La conveniencia de mantenerse en el seno de Iccrom es clara: en este 
organismo, antropólogos, arqueólogos y gestores culturales argentinos y 
otros profesionales e intelectuales argentinos podrían acceder a cursos, 
pasantías y becas que da el Iccrom, pero la Argentina, que necesita 
ayuda, en lugar de cumplir sus obligaciones como asociada al organismo, 
se hace expulsar vergonzosamente.

El tema que comentamos es una muestra del desprecio que tienen, desde 
hace muchos años, los gobiernos por la cultura y hasta por la imagen 
internacional de la Argentina. ¿Acaso no tendrá importancia que un 
organismo internacional arroje de su seno a un país por no pagar una 
suma módica que no llega a 200 mil pesos? ¿Quién querrá hacer tratos con 
un país cuyos funcionarios tienen semejante grado de descompromiso con 
las obligaciones contraídas libremente?

El problema se inició casi al mismo tiempo en que la Argentina adhirió 
al Iccrom en 1988, debiendo abonar anualmente una contribución que en la 
actualidad asciende a 34.000 euros. El convenio debía ser cumplimentado 
por el Ministerio de Educación y Cultura de la Nación, pero al dividirse 
este ministerio en dos, nunca se previó financiación presupuestaria para 
atender las obligaciones del país con el Iccrom. No es siquiera 
incapacidad, sino un claro signo de estulticia.

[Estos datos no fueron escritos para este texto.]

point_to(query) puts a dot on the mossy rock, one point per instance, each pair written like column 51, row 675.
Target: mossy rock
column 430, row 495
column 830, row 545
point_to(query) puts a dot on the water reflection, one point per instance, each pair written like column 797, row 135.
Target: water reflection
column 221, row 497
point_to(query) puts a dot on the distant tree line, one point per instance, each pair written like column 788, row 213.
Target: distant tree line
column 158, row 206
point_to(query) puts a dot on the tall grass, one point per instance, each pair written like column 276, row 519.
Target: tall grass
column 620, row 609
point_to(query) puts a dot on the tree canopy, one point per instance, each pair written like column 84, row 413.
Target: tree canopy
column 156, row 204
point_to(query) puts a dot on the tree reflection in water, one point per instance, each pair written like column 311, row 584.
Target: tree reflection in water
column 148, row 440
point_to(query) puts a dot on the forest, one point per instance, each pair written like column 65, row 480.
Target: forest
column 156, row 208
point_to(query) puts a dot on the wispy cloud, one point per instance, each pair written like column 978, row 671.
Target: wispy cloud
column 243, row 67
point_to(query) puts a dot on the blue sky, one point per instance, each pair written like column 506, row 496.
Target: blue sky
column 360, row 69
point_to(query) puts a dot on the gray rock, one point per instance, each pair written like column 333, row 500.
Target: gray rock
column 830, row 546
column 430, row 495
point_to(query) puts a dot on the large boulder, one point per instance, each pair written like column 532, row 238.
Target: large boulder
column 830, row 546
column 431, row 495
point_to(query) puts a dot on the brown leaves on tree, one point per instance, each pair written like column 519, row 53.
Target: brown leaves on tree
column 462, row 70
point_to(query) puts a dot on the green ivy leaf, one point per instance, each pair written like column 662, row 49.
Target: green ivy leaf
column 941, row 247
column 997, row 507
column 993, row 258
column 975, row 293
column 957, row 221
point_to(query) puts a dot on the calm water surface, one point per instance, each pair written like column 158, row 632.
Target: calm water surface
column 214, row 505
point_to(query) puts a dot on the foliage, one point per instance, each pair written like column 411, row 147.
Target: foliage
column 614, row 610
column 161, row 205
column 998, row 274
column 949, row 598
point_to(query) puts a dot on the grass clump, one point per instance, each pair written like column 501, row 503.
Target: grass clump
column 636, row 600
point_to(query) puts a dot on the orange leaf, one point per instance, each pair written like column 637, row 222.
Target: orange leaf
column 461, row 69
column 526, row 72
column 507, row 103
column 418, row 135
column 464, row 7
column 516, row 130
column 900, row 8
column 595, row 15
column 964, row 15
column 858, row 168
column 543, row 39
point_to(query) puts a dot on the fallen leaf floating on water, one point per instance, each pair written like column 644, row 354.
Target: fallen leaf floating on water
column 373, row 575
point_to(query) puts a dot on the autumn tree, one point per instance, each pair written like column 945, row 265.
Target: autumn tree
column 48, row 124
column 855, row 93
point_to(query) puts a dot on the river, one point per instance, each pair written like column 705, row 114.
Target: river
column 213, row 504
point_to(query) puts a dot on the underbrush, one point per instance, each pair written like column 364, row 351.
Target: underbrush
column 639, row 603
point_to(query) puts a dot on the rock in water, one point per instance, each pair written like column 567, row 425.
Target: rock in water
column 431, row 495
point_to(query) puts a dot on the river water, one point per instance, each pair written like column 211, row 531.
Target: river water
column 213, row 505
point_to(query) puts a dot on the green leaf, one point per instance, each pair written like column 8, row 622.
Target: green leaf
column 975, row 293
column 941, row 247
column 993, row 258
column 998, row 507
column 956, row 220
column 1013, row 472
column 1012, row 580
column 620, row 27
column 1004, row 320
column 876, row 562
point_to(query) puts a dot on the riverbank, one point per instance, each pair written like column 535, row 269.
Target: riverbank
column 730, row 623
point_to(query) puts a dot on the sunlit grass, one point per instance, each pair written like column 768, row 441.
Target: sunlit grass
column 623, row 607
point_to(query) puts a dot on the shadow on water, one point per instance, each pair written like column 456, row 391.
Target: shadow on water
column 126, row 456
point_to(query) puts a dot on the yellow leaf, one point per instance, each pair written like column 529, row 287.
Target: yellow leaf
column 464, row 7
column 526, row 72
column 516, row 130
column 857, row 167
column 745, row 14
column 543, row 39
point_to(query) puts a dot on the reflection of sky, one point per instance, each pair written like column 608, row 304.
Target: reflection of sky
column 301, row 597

¿Qué impide a este gobierno, como a los que lo precedieron, disponer de 
menos de doscientos mil pesos para pagar esta deuda? ¿Quizá la falta de 
recursos? No hay que caer en ingenuidad. ¿Quizá trabas burocráticas? 
Ninguna que no se pueda solucionar con la firma de uno más de los miles 
de decretos de “necesidad y urgencia” de los que abusa el Poder 
Ejecutivo, con la complicidad del Congreso.

Es hora de que los funcionarios públicos despierten de su estupor y 
sepan, o aprendan, a separar lo urgente -por ejemplo, las próximas 
elecciones- de lo importante, como la vida misma del país y las 
herramientas para su crecimiento y desarrollo intelectual.